[Web-SIG] some questions about the write callable

Phillip J. Eby pje at telecommunity.com
Tue Oct 16 00:27:49 CEST 2007

At 10:06 PM 10/15/2007 +0200, Manlio Perillo wrote:
>The only feature that remains to implement for nginx mod_wsgi is the
>write callable.
>The WSGI spec says:
>"""In other words, before write() returns, it must guarantee that the
>passed-in string was either completely sent to the client, or that it is
>buffered for transmission while the application proceeds onward."""
>With Nginx it can happen that the passed-in string cannot be completely
>sent to the client, since the socket can returns an EAGAIN.

In which case, your write() implementation will need to loop until 
all the data hits the OS-level buffers.

>In this case Nginx will buffer the data and it will send the buffer to
>the client when the socket is ready.

Note that the two choices are:

1. data is completely sent to the client
2. data is held in a buffer *such that transmission will continue 
while the app runs*

Buffering the data but not sending it while the application continues 
executing, is not a conformant option.

>I don't understand why WSGI explicitly says '*must not* delay', instead
>of a 'should not delay'.

Because the only reason for having write() or iteration blocks (vs 
sending a single giant string) is to support interleaving the client 
communication and some other computation, communication, or I/O.

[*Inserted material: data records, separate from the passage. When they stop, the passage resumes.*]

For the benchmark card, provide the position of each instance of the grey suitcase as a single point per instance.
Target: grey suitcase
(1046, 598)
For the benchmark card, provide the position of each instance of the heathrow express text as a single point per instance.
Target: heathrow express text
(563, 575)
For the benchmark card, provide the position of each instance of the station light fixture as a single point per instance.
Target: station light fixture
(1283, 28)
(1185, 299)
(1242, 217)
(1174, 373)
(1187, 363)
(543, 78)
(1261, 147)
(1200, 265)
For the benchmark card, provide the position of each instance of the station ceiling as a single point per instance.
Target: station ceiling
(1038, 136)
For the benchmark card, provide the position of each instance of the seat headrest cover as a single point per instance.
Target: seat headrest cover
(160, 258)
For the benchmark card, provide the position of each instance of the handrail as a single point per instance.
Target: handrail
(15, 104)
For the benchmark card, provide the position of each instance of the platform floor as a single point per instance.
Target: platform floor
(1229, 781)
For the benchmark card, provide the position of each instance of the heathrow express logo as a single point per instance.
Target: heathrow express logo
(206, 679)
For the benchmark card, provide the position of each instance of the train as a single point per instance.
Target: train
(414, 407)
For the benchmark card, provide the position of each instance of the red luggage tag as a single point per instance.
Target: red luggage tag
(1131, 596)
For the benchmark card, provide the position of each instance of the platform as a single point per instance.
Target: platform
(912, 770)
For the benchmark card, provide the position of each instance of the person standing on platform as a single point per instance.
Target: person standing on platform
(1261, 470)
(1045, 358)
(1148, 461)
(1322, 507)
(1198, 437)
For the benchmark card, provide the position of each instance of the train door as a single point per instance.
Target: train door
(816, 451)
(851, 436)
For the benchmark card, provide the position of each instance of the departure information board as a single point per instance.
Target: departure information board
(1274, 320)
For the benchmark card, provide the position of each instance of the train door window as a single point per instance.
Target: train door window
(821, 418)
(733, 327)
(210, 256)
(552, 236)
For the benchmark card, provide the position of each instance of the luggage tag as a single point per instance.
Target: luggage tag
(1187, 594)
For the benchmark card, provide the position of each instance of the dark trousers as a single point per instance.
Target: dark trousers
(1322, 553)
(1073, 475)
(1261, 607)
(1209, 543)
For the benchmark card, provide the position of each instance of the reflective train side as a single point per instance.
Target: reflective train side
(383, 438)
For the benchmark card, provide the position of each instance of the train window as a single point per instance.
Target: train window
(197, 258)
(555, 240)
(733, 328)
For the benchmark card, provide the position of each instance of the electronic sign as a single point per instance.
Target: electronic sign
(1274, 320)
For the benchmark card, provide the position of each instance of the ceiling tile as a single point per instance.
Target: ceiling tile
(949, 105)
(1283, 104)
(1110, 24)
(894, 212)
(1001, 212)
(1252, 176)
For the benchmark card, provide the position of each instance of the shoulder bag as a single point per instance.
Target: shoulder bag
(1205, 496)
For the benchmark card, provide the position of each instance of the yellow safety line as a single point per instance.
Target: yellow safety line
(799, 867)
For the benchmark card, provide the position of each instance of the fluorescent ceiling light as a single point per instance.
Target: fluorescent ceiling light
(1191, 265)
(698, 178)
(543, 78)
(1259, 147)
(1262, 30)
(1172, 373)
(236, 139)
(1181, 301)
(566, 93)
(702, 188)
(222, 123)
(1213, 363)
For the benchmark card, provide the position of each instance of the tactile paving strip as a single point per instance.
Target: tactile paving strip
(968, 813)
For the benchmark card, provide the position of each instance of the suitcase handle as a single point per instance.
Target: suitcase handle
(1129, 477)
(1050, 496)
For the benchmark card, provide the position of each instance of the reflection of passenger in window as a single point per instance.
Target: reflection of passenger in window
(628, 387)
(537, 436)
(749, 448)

Delay would negate the point of having the ability to stream in the 
first place.

>As far as I can understand, WSGI does not explicitly forbids an
>application to call the write callable from a separate thread.
>This means that, in theory, this is allowed.

In theory, yes.  In practice, we intended to document some 
thread-affinity restrictions, and I do not believe that anybody is 
trying to call write() from another thread.

>If a new WSGI 1.1 spec is going to be released, I hope that it will be
>more friendly with asynchronous servers without threads support.

Well, I hope that the *documentation* will be more friendly for 
implementing gateways for such servers.  It's doubtful that the 
actual execution model would change much.